Additionally, Holder and Jones forwarded the notion that Twitter, while introducing people to a larger variety of information, may be limiting the amount of information they

consume on a deeper-than-surface level. Holder said that he believes Twitter probably causes all who use it, for journalistic purposes and otherwise, to “read a little less.” While Jones added, “I don’t know how often people are actually clicking links that they see on Twitter, beyond getting their news in 140-character bytes and reading headlines, instead of actual content.

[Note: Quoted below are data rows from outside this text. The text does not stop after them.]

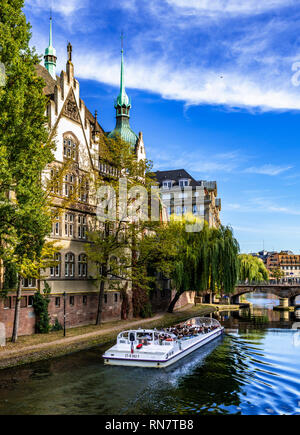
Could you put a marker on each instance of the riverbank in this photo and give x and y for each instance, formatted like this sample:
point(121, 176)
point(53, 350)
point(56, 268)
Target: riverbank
point(39, 347)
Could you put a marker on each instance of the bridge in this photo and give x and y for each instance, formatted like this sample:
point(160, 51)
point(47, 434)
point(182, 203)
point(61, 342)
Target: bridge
point(287, 293)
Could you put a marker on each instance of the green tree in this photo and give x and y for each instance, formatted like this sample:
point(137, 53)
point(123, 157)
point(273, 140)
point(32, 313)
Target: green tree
point(277, 273)
point(205, 260)
point(24, 147)
point(124, 247)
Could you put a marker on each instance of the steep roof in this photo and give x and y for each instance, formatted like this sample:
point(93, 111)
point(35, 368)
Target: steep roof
point(49, 91)
point(175, 175)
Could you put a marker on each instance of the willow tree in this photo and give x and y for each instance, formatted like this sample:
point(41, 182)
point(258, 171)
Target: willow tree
point(206, 260)
point(252, 269)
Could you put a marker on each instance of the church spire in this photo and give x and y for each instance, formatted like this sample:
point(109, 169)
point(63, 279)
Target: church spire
point(123, 99)
point(123, 106)
point(50, 54)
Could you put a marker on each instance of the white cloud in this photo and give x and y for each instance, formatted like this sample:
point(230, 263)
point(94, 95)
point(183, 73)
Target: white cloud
point(269, 169)
point(189, 84)
point(212, 7)
point(64, 7)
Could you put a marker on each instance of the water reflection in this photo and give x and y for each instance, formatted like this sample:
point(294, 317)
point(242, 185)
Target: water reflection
point(252, 370)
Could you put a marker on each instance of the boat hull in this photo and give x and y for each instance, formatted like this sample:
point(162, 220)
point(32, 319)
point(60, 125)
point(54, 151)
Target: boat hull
point(158, 364)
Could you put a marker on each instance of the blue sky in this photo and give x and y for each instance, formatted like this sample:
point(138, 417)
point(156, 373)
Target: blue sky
point(215, 90)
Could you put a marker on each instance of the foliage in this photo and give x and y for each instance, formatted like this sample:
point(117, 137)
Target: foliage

I can see that as being kind of dangerous in just getting the news that you want, instead of the full story with the full context.” She said that she regularly fields questions on Twitter that are answered within the links included in particular tweets, but, because some, lazy readers do not click through to the links to read larger stories or blog posts, they do not know that the answers are there.

One final pitfall introduced by several of the journalists is the learning curve involved, which can be associated with any new technology. As Elliott noted, the demographic for Twitter seems to “skew kind of young,” so that may put older journalists at a disadvantage. For instance, Wise answered a question about the large volume of replies to mentions by readers on his

Twitter feed, as opposed to other types of messages, by stating, “I hate to admit this, but I didn’t really know what the mentions thing meant, and so I was sort of one of these ignoramuses where I didn’t really know how people were responding to me or who was responding to me… So lately I’ve just found out what the mentions thing meant in the last month or so.” Furthermore, Davidoff illustrated how such miscues are not always related to not having learned about the technology, but also not paying full attention all of the time: “You can occasionally screw up. I

almost put my cell phone [number] on Twitter, because I thought I was responding to a direct message with somebody. I was responding on my cell phone… and the next thing I knew, I got two or three phone calls from strangers saying, ‘Hello, is this Ken?’ And I said, ‘Oh, boy.’ It was probably up there for about a minute.” Davidoff also mentioned how he has routinely seen public tweets that were clearly meant to be private direct messages.